The Times reported that an official familiar with the NSA transcript said that Rep. Harman "appeared to agree" to intervene in the AIPAC case in exchange for support of her chairmanship of the House Intelligence Committee.

But by introducing some equivocation about her "apparent" agreement, the Times implied that the transcript is susceptible to other interpretations. It also highlighted the least credible aspect of the story -- the alleged quid pro quo between Harman and the "suspected Israeli agent."

What makes the quid pro quo allegation questionable is that neither side of the reported conversation seemed to need an inducement to act as described. Of all potential candidates for chair of the House Intelligence Committee (Harman, Hastings, Reyes), Harman's views have probably been closest to those of pro-Israel lobbyists. Their support of her was not in doubt. Nor did Rep. Harman require extraordinary incentives to be concerned about the prosecution of the former AIPAC officials.
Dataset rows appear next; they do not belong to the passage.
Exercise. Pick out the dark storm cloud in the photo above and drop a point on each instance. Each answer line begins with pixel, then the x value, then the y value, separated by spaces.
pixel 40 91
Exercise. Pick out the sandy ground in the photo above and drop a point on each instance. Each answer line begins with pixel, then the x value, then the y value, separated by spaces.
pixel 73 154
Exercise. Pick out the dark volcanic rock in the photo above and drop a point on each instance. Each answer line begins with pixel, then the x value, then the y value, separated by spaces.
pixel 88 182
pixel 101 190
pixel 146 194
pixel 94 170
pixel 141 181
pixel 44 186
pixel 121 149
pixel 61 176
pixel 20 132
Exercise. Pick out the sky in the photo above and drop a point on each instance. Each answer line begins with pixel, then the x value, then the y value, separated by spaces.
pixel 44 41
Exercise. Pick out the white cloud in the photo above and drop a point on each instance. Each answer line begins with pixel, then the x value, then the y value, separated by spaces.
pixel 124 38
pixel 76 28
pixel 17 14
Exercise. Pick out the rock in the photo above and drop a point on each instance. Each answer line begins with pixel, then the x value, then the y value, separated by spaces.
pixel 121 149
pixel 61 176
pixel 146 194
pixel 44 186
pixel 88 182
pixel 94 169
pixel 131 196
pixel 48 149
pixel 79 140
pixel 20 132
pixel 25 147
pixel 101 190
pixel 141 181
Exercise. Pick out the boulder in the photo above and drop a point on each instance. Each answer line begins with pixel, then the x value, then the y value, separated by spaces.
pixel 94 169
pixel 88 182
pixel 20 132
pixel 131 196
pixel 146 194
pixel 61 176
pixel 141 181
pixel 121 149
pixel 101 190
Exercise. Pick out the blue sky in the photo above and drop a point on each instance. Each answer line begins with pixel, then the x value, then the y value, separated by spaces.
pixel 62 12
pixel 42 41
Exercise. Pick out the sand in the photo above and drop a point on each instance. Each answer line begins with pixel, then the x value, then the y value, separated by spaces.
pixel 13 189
That case has drawn widespread criticism (including from Secrecy News) for its over-broad reading of the Espionage Act that would make even the receipt of classified information a crime.

Ironically, the single identifiable crime in this whole story is the unauthorized disclosure of the classified contents of an intelligence intercept to CQ, and then to the New York Times. While there is no categorical legal prohibition against all classified leaks, several specific categories of classified information are protected by statute and their release is a felony offense. Under 18 U.S.C. 798, one of those is the unauthorized disclosure of communications intelligence, like that gathered by NSA.

Jeff Stein provides a second-day review and update of the story here:


"The value and the major limitations" of a recently released CIA documentary collection on Col. Ryszard Kuklinkski, the Polish official who provided a vast quantity of political and military intelligence to the CIA in the 1970s and early 1980s, are assessed by Mark Kramer of Harvard University in a new publication of the Cold War International History Project. See "The Kuklinski Files and the Polish Crisis of 1980-1981," March 2009:

The Office of Technology Assessment played a significant role in informing Congressional deliberations on science policy over the course of two decades and generated a body of policy analysis that retains much of its value years after OTA was terminated in 1995. Today, "the argument to restart the OTA is overwhelming," argued Gerald Epstein in an essay in Science Progress.

Had Amb. Charles Freeman not withdrawn from his appointment as chairman of the National Intelligence Council, under pressure of controversy regarding his views on Israel, Saudi Arabia and China, he would have attempted to alter the Intelligence Community's classification practices, he said in an interview with Jim Lobe of Interpress Service news agency. "I would have liked to have tried to change the culture to value lower levels of classification rather than higher in terms of output," Amb. Freedman said. "In general, I would’ve tried very hard to encourage members of the intelligence community to use classified information as a form of corroboration for information that is not classified, or is not terribly sensitive even if it is classified. In other words, I would urge analysts to write down rather than write up terms of levels of classification."